Thursday, August 24, 2017

Pre-zinging

Since I last wrote, we have had an eclipse, and the extreme energetic equivalent in a number of world events. I am seeing some of the strongest "contrasts" (Abraham-Hicks-speak) I've ever seen in my lifetime, from the most hopeful and beautiful to the most distressing and vile -- and of course, in this internet connected world, we may jump back and forth within seconds from one emotion to another. I suspect that sociologists and psychologists of the near future will speak of this time, when humans began to have nearly simultaneous access to the widest ever levels of feeling. Some people can only feel the lowest ones, perhaps, and others the highest ones, and then many of us are in the middle, trying valiantly to experience and make sense of the whole spectrum.

I just had this interesting thought. If everything is energy, everything on some level is music. What if all these events are a form of music? What if the earth is emanating literally chord after chord of music as these events take place and as we react to them, however we do it? What if we could step back just enough from time to time and listen to the music? "Why, hmm, that's an interesting chord! That's an interesting melody." What if the earth has quite literally never been as musically alive as it is now, as an entity? 

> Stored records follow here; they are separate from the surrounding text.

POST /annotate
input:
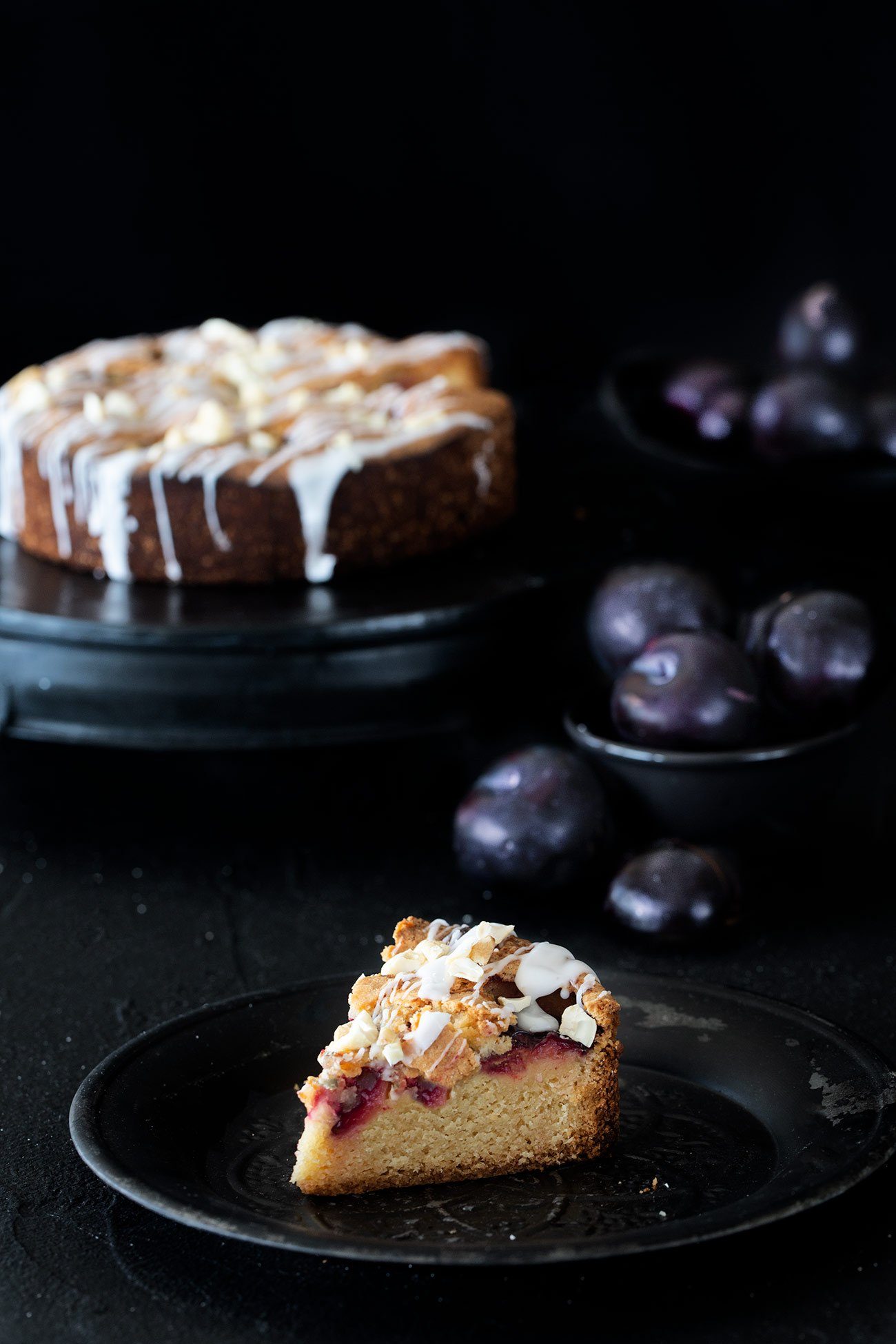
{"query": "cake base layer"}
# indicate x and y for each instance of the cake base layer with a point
(394, 509)
(556, 1109)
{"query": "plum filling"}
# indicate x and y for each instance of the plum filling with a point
(369, 1094)
(427, 1093)
(526, 1048)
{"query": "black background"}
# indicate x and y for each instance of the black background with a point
(564, 179)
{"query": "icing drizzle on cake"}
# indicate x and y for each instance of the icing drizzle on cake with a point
(297, 401)
(448, 997)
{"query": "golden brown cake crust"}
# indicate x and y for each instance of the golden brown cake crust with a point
(394, 509)
(474, 1052)
(597, 1106)
(436, 488)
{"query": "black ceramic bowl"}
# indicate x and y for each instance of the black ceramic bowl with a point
(631, 400)
(764, 796)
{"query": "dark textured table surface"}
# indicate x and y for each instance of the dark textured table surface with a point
(134, 887)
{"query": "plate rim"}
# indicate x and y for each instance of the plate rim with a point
(85, 1132)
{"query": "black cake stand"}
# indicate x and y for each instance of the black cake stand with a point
(86, 660)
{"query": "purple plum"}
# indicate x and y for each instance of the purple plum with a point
(535, 819)
(813, 652)
(676, 893)
(635, 602)
(688, 690)
(804, 414)
(819, 328)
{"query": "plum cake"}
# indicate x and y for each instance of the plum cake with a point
(221, 455)
(472, 1052)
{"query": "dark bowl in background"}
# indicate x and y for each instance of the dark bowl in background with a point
(766, 797)
(629, 398)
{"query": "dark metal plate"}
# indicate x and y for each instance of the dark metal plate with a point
(743, 1109)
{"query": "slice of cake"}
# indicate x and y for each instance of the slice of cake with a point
(474, 1052)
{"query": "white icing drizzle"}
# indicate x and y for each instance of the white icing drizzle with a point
(427, 1031)
(11, 484)
(167, 465)
(287, 379)
(108, 518)
(481, 468)
(210, 467)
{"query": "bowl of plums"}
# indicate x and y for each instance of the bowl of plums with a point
(720, 721)
(818, 409)
(539, 822)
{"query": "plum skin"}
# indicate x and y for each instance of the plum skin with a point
(688, 690)
(802, 414)
(533, 819)
(675, 893)
(635, 602)
(819, 328)
(813, 651)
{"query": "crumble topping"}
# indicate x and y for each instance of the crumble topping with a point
(449, 996)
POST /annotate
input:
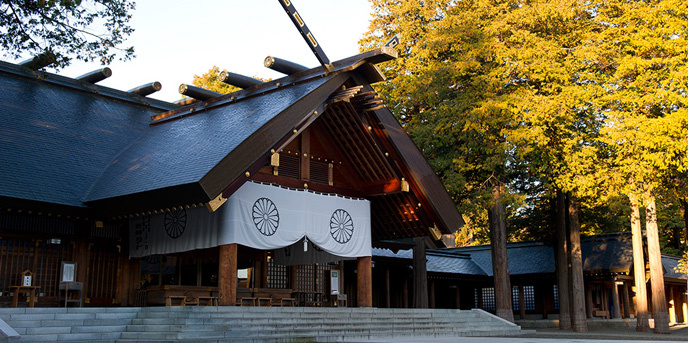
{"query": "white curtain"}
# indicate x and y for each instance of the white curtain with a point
(260, 216)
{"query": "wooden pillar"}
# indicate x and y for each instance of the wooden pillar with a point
(578, 319)
(672, 305)
(605, 300)
(521, 302)
(404, 291)
(659, 306)
(626, 301)
(458, 298)
(388, 289)
(500, 260)
(264, 270)
(227, 274)
(293, 271)
(365, 281)
(641, 315)
(562, 269)
(420, 275)
(684, 306)
(82, 257)
(615, 300)
(432, 294)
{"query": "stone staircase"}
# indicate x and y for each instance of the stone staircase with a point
(247, 324)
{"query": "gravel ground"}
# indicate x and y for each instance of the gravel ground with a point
(678, 333)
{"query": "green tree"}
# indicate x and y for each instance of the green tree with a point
(68, 29)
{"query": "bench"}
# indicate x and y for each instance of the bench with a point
(274, 296)
(182, 300)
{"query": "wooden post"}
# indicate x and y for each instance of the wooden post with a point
(627, 301)
(615, 299)
(458, 298)
(578, 320)
(227, 274)
(404, 292)
(684, 307)
(672, 306)
(305, 169)
(588, 301)
(659, 306)
(82, 255)
(293, 271)
(387, 289)
(500, 260)
(420, 275)
(562, 269)
(365, 281)
(521, 302)
(641, 315)
(432, 294)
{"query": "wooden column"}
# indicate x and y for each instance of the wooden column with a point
(588, 301)
(626, 301)
(615, 300)
(672, 306)
(641, 315)
(82, 254)
(458, 298)
(659, 306)
(292, 278)
(578, 319)
(387, 289)
(432, 294)
(562, 269)
(605, 301)
(227, 274)
(365, 281)
(684, 307)
(500, 259)
(420, 275)
(521, 302)
(404, 292)
(305, 169)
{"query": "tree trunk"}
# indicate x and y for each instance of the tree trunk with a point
(420, 274)
(579, 322)
(500, 260)
(659, 306)
(562, 264)
(641, 314)
(684, 214)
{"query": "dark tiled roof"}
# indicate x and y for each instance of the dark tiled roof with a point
(608, 253)
(524, 257)
(670, 264)
(438, 262)
(183, 151)
(56, 140)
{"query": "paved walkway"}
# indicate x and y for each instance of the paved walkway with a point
(679, 333)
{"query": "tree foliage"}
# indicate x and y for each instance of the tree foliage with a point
(63, 30)
(561, 94)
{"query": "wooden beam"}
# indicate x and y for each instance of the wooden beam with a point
(227, 274)
(365, 282)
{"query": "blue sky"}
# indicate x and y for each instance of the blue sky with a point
(174, 39)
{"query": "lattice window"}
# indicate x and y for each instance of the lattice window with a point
(102, 272)
(556, 296)
(488, 299)
(528, 298)
(515, 298)
(320, 172)
(278, 275)
(289, 166)
(17, 255)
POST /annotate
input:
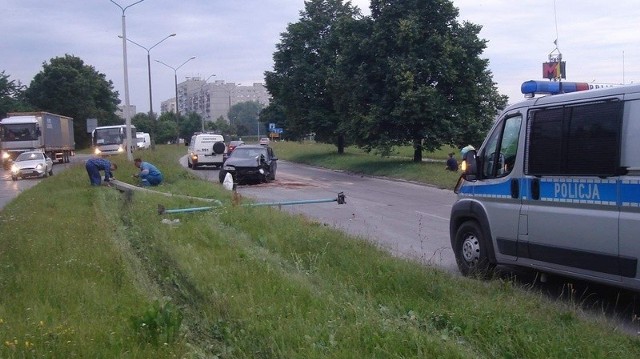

The Queen of the Softish landing has done it again, and it's not quite a flower bed for brilliant blooming and zinging, but I'd call it good for pre-zinging. I'm being safely held and, as you can see, finding words for new thoughts. The music I'm hearing may not be my favorite Howells Mag and Nunc, but I'm still here to "hear" and I'm grateful. Part of my problem for thirty-plus years was that I didn't approach my life as the musician I am. It's not just about singing or playing your instrument, it is about a life dedicated to harmony and listening and creating beauty and being one with your gift at all times. It's about not pushing away the best part of you. I don't need to sing today, or even zing. But I need to walk out the door knowing I'm part of the music. That's pre-zinging, and pre-zinging is life too.